Une semaine après son investiture le 24 mai 2026, le président de la République du Bénin, Romuald Wadagni, a marqué ses débuts diplomatiques par une visite cruciale. C’est à l’invitation de son homologue nigérian, Bola Ahmed Tinubu, que le chef de l’État béninois s’est rendu à Abuja. En choisissant la capitale nigériane pour cette première sortie internationale, le président Wadagni ne s’est pas contenté de saluer un voisin ; il a clairement positionné la refondation et le renforcement des liens au sein de la Communauté Économique des États de l’Afrique de l’Ouest (CEDEAO) comme pierre angulaire de sa politique étrangère.
Ce déplacement inaugural, dans un contexte régional en pleine mutation, se révèle d’une pertinence capitale, articulé autour de trois piliers stratégiques essentiels.
Renforcer la cohésion ouest-africaine depuis son cœur
La CEDEAO traverse une période complexe, où sa cohésion géographique et politique est mise à rude épreuve. En échangeant directement avec le président Tinubu, une figure majeure de l’organisation, dès les premières semaines de son mandat, Romuald Wadagni a envoyé un message sans équivoque : le Bénin est un fervent partisan d’une intégration régionale robuste et rejette toute forme d’isolement.
Cette rencontre en tête-à-tête entre les leaders de deux nations partageant une frontière de 809 kilomètres illustre la voie à suivre. Elle souligne que la stabilité de la sous-région repose sur un dialogue franc, une confiance mutuelle et une détermination inébranlable à préserver l’unité de l’espace communautaire face aux forces de division.
L’intégration économique, fondation de l’unité
Pour que les liens au sein de la CEDEAO soient durables, ils doivent se manifester concrètement dans le quotidien des populations.
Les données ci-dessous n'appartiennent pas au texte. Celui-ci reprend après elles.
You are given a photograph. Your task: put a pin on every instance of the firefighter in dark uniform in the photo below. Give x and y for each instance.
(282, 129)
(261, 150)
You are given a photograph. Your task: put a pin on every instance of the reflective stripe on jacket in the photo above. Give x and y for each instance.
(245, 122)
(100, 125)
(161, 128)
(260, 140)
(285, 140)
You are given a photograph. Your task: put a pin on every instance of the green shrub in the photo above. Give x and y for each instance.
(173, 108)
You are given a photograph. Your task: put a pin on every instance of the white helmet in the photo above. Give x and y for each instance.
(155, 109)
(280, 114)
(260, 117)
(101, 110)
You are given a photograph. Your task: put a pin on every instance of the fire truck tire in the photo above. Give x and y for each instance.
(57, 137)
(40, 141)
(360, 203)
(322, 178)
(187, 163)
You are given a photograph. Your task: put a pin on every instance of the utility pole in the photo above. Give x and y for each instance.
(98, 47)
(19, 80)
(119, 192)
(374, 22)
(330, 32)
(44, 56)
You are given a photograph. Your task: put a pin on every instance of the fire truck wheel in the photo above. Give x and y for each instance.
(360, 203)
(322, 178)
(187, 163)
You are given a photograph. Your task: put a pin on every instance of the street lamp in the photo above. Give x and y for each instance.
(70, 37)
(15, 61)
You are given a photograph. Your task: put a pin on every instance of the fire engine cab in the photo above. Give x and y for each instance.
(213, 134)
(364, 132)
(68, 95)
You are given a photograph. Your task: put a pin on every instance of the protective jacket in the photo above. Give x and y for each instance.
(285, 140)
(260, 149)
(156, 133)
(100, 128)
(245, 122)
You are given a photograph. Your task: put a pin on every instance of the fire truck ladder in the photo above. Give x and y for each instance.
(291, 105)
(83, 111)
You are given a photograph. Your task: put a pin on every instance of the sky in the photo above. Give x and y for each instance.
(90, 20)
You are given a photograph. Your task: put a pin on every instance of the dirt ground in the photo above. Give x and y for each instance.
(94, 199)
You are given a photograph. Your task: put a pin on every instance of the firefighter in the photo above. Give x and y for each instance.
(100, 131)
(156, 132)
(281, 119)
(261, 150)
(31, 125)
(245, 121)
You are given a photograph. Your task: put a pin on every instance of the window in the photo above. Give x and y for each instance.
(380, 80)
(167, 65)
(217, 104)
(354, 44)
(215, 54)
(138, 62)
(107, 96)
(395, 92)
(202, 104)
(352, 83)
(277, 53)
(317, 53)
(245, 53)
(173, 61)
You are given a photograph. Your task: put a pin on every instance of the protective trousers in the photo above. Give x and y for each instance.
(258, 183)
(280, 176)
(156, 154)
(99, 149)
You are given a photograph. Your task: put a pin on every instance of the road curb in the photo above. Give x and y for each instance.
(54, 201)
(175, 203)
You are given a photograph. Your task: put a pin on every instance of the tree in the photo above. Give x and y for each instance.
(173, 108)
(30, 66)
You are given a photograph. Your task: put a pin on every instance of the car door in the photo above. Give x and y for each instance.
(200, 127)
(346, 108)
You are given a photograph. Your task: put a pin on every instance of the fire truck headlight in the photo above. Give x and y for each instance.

Le président Wadagni l’a bien compris : l’unité politique est intrinsèquement liée à une intégration économique réussie.
Le dynamisme des échanges bilatéraux entre le Bénin et le Nigéria sert d’exemple inspirant pour l’ensemble de la région :
- La fluidité transfrontalière : Les discussions portent sur la facilitation du transit le long des corridors logistiques, transformant la frontière bénino-nigériane en un véritable catalyseur économique.
- Le succès partagé de la GDIZ : La Zone industrielle de Glo-Djigbé (GDIZ), qui attire un nombre croissant d’investisseurs nigérians, démontre que la complémentarité industrielle au sein de la CEDEAO est la meilleure voie pour générer de la richesse locale et des emplois pérennes (plus de 14 000 en 2025).
- Une croissance mutuelle : Avec une augmentation de plus de 90 % des exportations formelles du Bénin vers le Nigéria en 2024, les deux chefs d’État attestent de la vitalité du marché unique ouest-africain, qu’il est impératif de protéger.
Une réponse concertée aux défis sécuritaires et énergétiques
Face aux menaces qui transcendent les frontières, qu’il s’agisse de la sécurité maritime dans le golfe de Guinée ou des enjeux d’approvisionnement énergétique, aucun État ne peut relever seul ces défis. En plaidant pour un renforcement de la coopération opérationnelle avec le Nigéria, le président Wadagni a rappelé que la solidarité communautaire constitue le bouclier le plus efficace. C’est en mutualisant les forces et les ressources au sein de la CEDEAO que la région pourra assurer la paix et la prospérité de ses citoyens.
En dédiant sa toute première sortie officielle au Nigéria, le président Romuald Wadagni positionne clairement le Bénin comme un acteur clé de la construction régionale. Ce voyage est un plaidoyer concret pour une CEDEAO plus unie, plus solidaire et résolument engagée vers un destin commun.